Purpose: To study the effects of beta-adrenergic agents on intracellular potential (Vm) of the isolated and intact rabbit ciliary epithelium.
Methods: Vm was measured on the isolated intact ciliary epithelium superfused with adrenergic agents and cyclic AMP modulators.
Results: The nonselective beta-adrenergic agonist isoproterenol depolarized Vm in a dose-dependent fashion. beta-adrenergic antagonists alone had no effect on baseline Vm. The isoproterenol response was blocked by the nonselective antagonist timolol (5 x 10(-5) M). The selective beta 2-antagonist ICI 118-551 caused a greater inhibition (IC50 approximately 7 x 10(-7)) than the selective beta 1-antagonist betaxolol (IC50 approximately 6 x 10(-6)). The isoproterenol response was also significantly (p < 0.03) blocked by the non-selective alpha-antagonist phentolamine. Cyclic AMP and phosphodiesterase inhibitors significantly decreased Vm. Pretreatment with these inhibitors potentiated the agonist-induced depolarization. Barium, a blocker of Ca(2+)-sensitive K+ channels, significantly decreased baseline Vm. Barium pretreatment blocked the beta-agonist and cAMP induced depolarization of Vm, suggesting that the K+ current is necessary for the observed isoproterenol response. Pretreatment with the cotransport inhibitor bumetanide had no effect on the isoproterenol-induced response.

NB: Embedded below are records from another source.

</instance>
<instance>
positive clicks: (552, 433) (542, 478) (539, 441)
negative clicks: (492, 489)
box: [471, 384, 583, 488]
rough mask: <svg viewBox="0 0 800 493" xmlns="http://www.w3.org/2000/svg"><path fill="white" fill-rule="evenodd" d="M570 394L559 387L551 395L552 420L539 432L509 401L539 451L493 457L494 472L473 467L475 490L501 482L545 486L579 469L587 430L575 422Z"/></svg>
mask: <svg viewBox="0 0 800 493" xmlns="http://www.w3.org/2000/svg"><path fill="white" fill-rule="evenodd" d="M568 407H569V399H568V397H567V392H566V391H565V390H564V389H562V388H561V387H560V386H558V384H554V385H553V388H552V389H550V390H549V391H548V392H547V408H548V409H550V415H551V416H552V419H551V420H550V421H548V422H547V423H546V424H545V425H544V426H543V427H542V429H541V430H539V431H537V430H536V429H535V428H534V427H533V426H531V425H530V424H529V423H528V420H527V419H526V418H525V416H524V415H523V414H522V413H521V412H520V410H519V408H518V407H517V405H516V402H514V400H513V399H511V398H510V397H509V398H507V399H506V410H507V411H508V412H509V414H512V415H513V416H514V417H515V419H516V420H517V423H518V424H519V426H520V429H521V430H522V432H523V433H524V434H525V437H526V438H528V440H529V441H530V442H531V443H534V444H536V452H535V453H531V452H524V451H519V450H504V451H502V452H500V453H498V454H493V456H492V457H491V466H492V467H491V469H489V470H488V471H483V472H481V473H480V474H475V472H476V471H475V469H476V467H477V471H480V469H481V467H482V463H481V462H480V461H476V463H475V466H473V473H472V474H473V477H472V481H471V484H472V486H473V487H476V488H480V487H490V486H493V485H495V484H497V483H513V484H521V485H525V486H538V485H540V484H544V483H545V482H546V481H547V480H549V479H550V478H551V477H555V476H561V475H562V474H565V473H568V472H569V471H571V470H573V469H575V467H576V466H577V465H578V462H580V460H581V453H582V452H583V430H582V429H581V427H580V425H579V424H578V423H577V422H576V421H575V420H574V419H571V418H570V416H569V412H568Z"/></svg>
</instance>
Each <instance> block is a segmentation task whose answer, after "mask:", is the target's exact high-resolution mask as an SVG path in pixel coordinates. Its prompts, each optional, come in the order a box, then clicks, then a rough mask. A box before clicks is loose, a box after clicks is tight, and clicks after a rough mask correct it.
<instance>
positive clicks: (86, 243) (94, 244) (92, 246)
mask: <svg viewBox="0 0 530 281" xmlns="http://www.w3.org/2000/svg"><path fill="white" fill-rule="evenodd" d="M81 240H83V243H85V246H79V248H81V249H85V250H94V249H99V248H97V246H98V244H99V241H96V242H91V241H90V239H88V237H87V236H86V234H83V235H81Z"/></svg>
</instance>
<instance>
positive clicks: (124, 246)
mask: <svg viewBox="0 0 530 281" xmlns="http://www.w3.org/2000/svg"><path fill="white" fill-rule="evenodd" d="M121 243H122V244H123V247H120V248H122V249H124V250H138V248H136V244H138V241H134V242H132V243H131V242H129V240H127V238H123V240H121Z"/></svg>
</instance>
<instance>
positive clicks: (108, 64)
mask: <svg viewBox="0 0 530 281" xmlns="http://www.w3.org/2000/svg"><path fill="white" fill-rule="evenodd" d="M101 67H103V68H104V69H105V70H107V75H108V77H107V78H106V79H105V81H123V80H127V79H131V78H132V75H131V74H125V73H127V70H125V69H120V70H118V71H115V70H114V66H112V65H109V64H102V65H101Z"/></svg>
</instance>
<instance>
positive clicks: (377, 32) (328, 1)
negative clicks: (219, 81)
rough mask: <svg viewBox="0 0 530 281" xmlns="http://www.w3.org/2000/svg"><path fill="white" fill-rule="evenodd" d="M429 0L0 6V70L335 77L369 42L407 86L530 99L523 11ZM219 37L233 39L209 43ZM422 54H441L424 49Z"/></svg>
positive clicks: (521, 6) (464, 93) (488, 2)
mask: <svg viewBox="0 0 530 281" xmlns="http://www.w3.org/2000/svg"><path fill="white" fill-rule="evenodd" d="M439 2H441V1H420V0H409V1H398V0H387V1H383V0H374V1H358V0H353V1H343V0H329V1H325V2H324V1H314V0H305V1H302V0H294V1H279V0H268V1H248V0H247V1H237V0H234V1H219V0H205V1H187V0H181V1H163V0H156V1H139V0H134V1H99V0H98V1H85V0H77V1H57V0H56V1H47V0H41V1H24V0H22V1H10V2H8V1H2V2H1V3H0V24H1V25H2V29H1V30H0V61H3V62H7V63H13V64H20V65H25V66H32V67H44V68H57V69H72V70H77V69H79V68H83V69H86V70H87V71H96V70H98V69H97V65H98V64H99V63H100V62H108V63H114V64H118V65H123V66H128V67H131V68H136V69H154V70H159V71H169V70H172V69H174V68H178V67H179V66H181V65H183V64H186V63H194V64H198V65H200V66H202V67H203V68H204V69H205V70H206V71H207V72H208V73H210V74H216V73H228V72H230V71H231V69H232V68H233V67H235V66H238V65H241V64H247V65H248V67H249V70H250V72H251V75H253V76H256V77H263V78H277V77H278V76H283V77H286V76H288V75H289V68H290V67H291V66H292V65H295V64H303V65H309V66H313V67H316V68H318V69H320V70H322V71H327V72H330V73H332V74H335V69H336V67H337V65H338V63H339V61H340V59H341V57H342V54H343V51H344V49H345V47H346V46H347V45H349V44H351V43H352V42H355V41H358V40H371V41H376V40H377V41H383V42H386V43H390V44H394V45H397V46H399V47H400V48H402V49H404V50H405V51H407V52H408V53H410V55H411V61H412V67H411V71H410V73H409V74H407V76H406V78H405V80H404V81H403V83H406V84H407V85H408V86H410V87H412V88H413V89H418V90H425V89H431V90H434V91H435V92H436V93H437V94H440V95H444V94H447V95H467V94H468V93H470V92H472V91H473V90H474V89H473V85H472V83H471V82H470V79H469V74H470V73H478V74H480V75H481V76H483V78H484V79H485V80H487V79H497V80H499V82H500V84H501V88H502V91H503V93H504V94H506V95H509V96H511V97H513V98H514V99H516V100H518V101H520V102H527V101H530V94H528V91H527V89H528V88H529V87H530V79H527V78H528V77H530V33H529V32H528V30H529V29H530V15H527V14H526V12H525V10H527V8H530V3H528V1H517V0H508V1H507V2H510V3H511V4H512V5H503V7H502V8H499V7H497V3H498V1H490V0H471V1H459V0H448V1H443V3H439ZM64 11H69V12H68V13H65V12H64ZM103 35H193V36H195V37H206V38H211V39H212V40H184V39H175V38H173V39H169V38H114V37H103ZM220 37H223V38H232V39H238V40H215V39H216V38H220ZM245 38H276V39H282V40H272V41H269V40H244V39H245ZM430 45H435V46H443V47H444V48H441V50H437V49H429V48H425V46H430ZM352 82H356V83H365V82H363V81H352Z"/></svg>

Conclusions: The beta-adrenergic agonist isoproterenol affects ionic transport processes across the ciliary epithelium (beta 2 > beta 1). This effect is likely mediated through adenylate cyclase coupled to adrenoreceptors and requires the presence of the K+ current. Blockage of the isoproterenol-induced decrease in Vm by a nonselective alpha-adrenergic antagonist indicates an interaction between the two adrenergic systems in the ciliary epithelium.